There is a lot better information on the forum than my brief description. Look around the forum and try the search for information on melting.

Dave


----------



## goldsilverpro (Dec 4, 2014)

I start with the tip of a long slow flame about 2-3" above the gold powder. I move it it circles and very slowly lower it. I first want to slowly and carefully form a crust on the entire surface of the powder so it won't blow around.


----------



## Anonymous (Dec 4, 2014)

goldsilverpro said:


> I start with the tip of a long slow flame about 2-3" above the gold powder. I move it it circles and very slowly lower it. I first want to slowly and carefully form a crust on the entire surface of the powder so it won't blow around.


I always do my gold and silver that way, especially the silver. I make a crust around the entire top layer so that way the metal is starting to bond and reduces the chances of powder flying away.

It sounds like either the torch is too close to the powder in the beginning, or the flame is up too high. If not any of them, then it's too windy. It must be one or more of these instances to make your gold powder fly away.

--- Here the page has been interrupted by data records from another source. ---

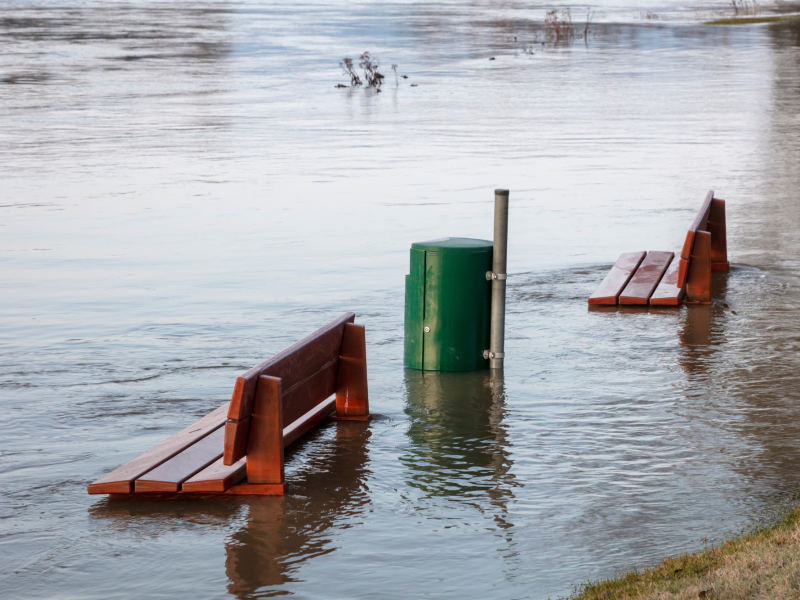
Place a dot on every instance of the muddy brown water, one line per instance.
(185, 192)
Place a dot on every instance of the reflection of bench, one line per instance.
(639, 278)
(238, 448)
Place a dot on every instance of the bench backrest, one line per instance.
(308, 371)
(700, 223)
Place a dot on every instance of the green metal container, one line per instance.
(448, 301)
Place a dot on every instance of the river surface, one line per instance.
(184, 191)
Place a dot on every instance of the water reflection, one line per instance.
(461, 448)
(703, 330)
(281, 533)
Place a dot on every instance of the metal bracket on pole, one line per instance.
(490, 276)
(497, 276)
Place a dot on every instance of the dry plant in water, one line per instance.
(369, 64)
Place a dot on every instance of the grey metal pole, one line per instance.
(498, 319)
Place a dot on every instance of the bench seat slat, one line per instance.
(668, 292)
(646, 278)
(216, 477)
(169, 476)
(700, 223)
(617, 278)
(120, 480)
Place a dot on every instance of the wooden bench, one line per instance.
(238, 448)
(656, 279)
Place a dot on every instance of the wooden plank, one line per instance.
(236, 435)
(292, 365)
(265, 444)
(699, 223)
(719, 237)
(698, 281)
(616, 280)
(296, 402)
(668, 293)
(168, 476)
(216, 477)
(352, 392)
(120, 480)
(646, 279)
(308, 421)
(308, 393)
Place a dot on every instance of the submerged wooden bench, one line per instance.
(238, 448)
(657, 279)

Then again, maybe the melting dish (if using one) isn't hot enough to make the gold stick to the borax, but my guess is too hard of a flame directly close to the powder. At least keep the distance about 2 - 3" away from the dish, and move the torch around the outside of the dish, then slowly move the torch towards the edge of the gold powder and go around in a circular motion until the gold powder starts to turn red. After that, you should be able to slowly turn up the flame and again, in a circular motion, start to work towards the inside and entire surface of the gold powder. For whatever reason with my own experiences, gold powder melts faster than silver powder. I don't know why it happens to me and no matter what I refine. Silver powder takes much longer to melt... for me that is. After my dish is heated, I can melt gold powder in approximately 5 - 10 minutes at tops.

Kevin


----------